The Low Vision Evaluation takes one hour and our fee is $395. Unfortunately, it is not covered by Medicare or private insurance. Low Vision glasses vary in costs depending upon the following factors:Some of our patients have spent as little as $500 and others thousands of dollars. Here are some facts to consider:
1. Type of lens system: Telescopic, Microscope, Prismatic, E-Scoop
2. Monocular or Binocular: Some systems must be monocular (one eye); some binocular and some may be either.
3. The level of magnification required
4. The eyeglass prescription of the patient
5. The frame used for the system
6. The number of items on the wish list
Low vision devices are considered to be “task specific”. The glasses are designed to complete the task desired. From time to time it is possible to design a pair of glasses for multiple tasks. Often this is not possible.
When Do I Get My Glasses?
It typically takes two to four weeks for specialized glasses to be fabricated. Arrangements can be made to have them sooner in some circumstances. If a person has a special event happening and needs the glasses, the lab can usually expedite the order.
Do Vitamins Help?
Yes, vitamins can help. There is a large and growing body of evidence that an eye-specific vitamin can slow the progression of macular degeneration.
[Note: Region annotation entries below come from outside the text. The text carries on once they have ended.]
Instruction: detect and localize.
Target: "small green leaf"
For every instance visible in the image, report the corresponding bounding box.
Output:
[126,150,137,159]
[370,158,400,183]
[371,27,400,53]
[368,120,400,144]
In 2001, the National Eye Institute published their findings from the Age-Related Eye Disease Study, or AREDS I. This study showed that by taking vitamins A, C, E and zinc the deterioration of the macula can be slowed. Since that time, researchers have identified other nutrients that play a role in preventing vision loss and possibly improving visual function, such as lutein, zeaxanthin and omega 3 fatty acids from fish oil.
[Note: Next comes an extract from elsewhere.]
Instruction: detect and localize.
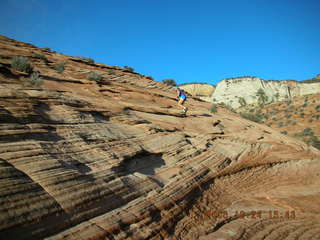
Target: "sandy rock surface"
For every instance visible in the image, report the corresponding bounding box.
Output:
[0,37,320,240]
Taking an eye-specific vitamin that contains all of the vitamins and nutrients you needs, in the amounts necessary to reach therapeutic levels for your macular can be difficult. At Low Vision Northwest, we have done the research into different products and will be happy to discuss our recommendations with you. Your macular health is our priority.
What Is The Complimentary Telephone Interview?
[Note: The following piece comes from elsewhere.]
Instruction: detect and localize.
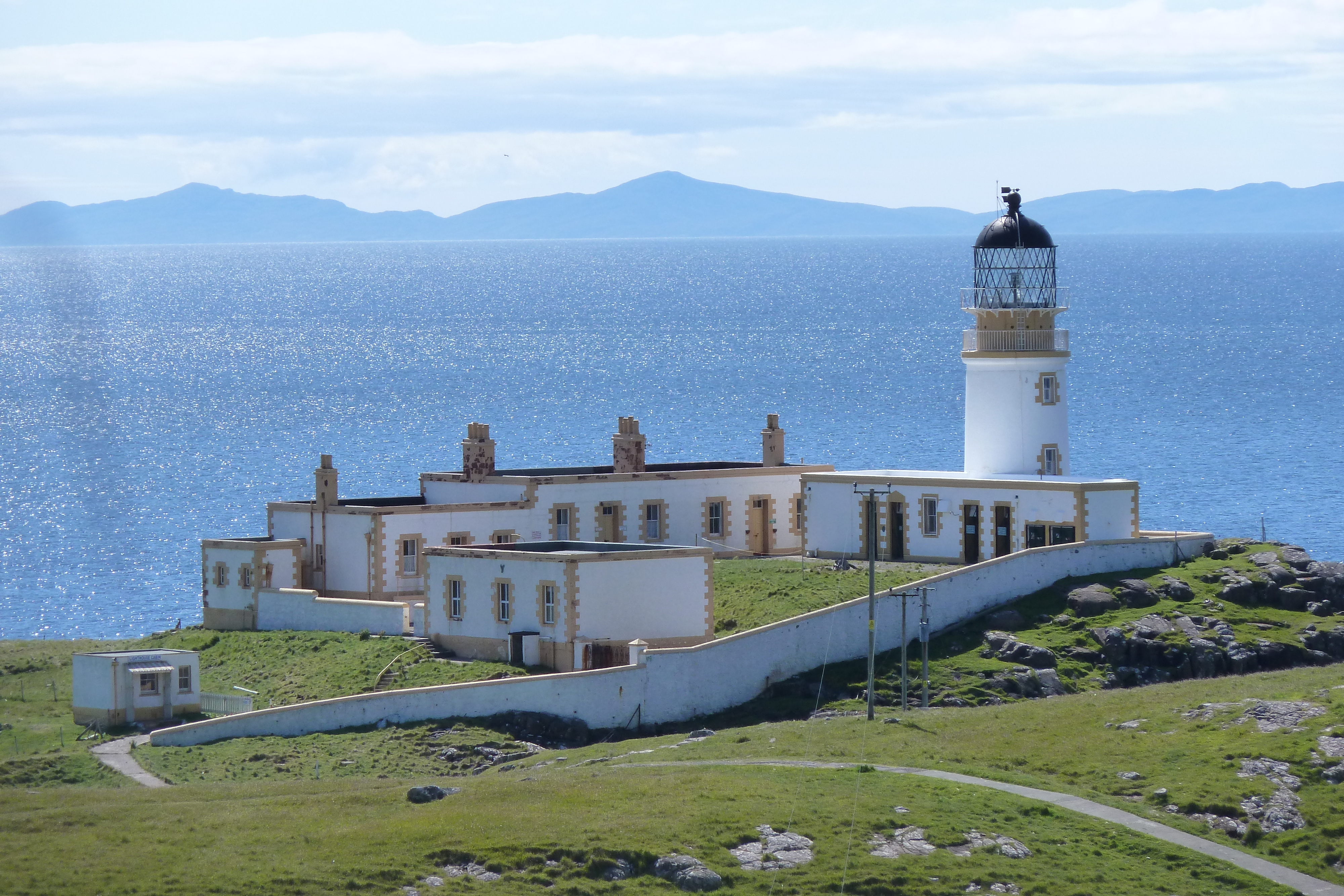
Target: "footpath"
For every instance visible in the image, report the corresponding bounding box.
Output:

The complimentary telephone interview is a way of limiting the time, expense and disappointment of people who probably cannot be helped by low vision care. Dr. Miller has determined that asking the right questions on the phone could determine if a patient was qualified for low vision services. “If not, why put the patient through the time and expense only to be extremely disappointed?” says Dr. Miller. During the complimentary telephone interview, the doctor will ask questions regarding vision, functional abilities, goals, motivation, health, and mobility to determine if an appointment is in the best interests of the caller.
How Do I Know The Glasses Will Work After I Get Them?
During the evaluation, the patient will use actual low vision telescope, microscope and prismatic glasses on the tasks desired. The doctor and the patient will see that they work BEFORE they are ordered. This will be done again when the patient picks up the glasses. We never order glasses until the patient knows that they work.
What If My Vision Changes After I Get The Glasses?
Almost always, prescriptions and magnification levels can be changed without the need for a whole new pair of glasses. We offer a twelve-month warranty if the prescription changes at no charge to the patient. It is interesting that changes are actually rarely needed.
How Do I Pay For Them?
We accept cash, personal check and all major credit cards. In addition, we offer no-interest and low-interest financing.